Wyjaśniła się sytuacja z terenem w Starym Bielsku, który miasto przekazało BKS Stal na utworzenie ośrodka treningowego. Będzie to wspólne centrum treningowe BKS i Podbeskidzia!
Decyzja władz miasta o przekazaniu prawie trzech hektarów terenu przy ul. Pienińskiej w nieodpłatne użytkowanie klubowi BKS Stal wielu ucieszyła, równie wielu jednak zdziwiła. Ośrodek treningowy na terenie dzierżawionym od miasta posiada od wielu lat Rekord, teraz władze miasta umożliwiły podobny rozwój BKS Stal, juniorski BBTS użytkuje prywatny obiekt w Komorowicach, również Zapora Wapienica posiada własne boisko. Jedynym klubem „bezdomnym”, bez własnych obiektów, pozostaje w tej sytuacji… TS Podbeskidzie, pomimo tego że osiągało największe sukcesy i w dodatku jest klubem z większościowym akcjonariatem samorządu.
Posiadanie własnej infrastruktury jest kluczowe: własne obiekty umożliwiają zarabianie na tym, za co inne kluby muszą słono płacić. Jest to też aspekt kluczowy dla efektywnego szkolenia młodzieży.

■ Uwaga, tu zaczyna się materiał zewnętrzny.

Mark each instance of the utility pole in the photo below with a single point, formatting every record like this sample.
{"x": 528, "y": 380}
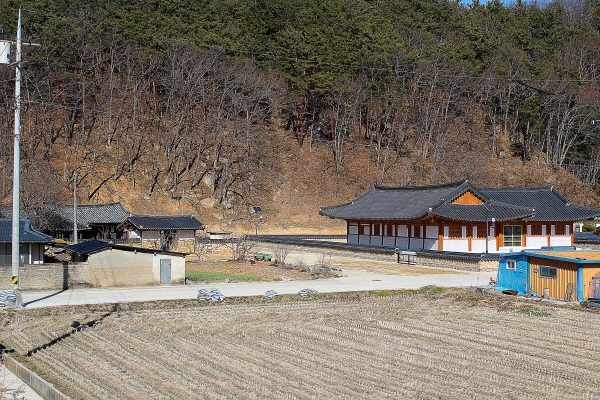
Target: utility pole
{"x": 17, "y": 163}
{"x": 5, "y": 59}
{"x": 75, "y": 207}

Dlatego postanowiliśmy u źródła spytać, skąd taka a nie inna decyzja i jakie są plany miasta wobec TS Podbeskidzie.
Wysoko postawiony urzędnik z Ratusza udzielił nam informacji pod warunkiem zachowania anonimowości. – Sprawa jest delikatna i w toku, stąd lepiej zachować ostrożność – powiedział. – To oczywiste, że władze miasta nie zostawią najsilniejszego klubu w mieście w stanie bezdomności, to absurd. Ten ośrodek w Starym Bielsku będzie przeznaczony dla BKS i TSP. W parzyste dni tygodnia będą trenowali młodzi piłkarze BKS, natomiast w nieparzyste – Podbeskidzia. Pozostaje do ustalenia, co z niedzielami, na razie obie strony preferują rozwiązanie „co druga niedziela”, ale może to powodować komplikacje przy ustalaniu kalendarza rozgrywek ligowych – precyzuje przedstawiciel Ratusza.
Nasz informator dodaje: - Oczywiście docelowo chcemy, by kluby się połączyły, ale z tą myślą kibice obu klubów muszą się oswajać powoli. Myślę, że zajmie to kilka miesięcy, może nawet okazać się, że nie zdążymy z fuzją przed następnym sezonem, ale sezon 2026/27 już na pewno rozpocznie BKS Podbeskidzie albo TS Stal, to jeszcze do ustalenia – precyzuje.
Zweryfikowaliśmy te rewelacje w drugim źródle. Nowy prezes TS Podbeskidzie, Krzysztof Sałajczyk, potwierdził nieoficjalne wieści. – Ja jestem z Raciborza i nie do końca rozumiem te klubowe podziały w Bielsku-Białej. Musimy się zjednoczyć wokół wspólnego celu i porozumienie co do wspólnego ośrodka w Starym Bielsku jest pierwszym krokiem do sukcesu. W dalszej perspektywie nie wykluczam fuzji obu klubów, rozmawiałem już na ten temat z radnym Prygą, który obiecał pomóc. Dlaczego akurat z nim? Teraz jest mocno związany z BKS Stal, ale ja – przeglądając po objęciu funkcji prezesa stare archiwa TSP – natrafiłem na zdjęcie radnego Prygi z szalikiem TSP. Ośmieliły mnie też powszechne opinie, że radny Pryga ma doświadczenie w zmianie barw i fuzjach; jednym słowem jest dostatecznie elastyczny by podjąć się takiej misji. Bardzo liczę na jego pomoc w tym zakresie, to postać ogólnie szanowana w kibicowskim środowisku BKS – kończy prezes Sałajczyk.
Wygląda więc na to, że sprawa zmierza ku pozytywnego finałowi.
Tekst został opublikowany 1 kwietnia jako żart primaaprilisowy.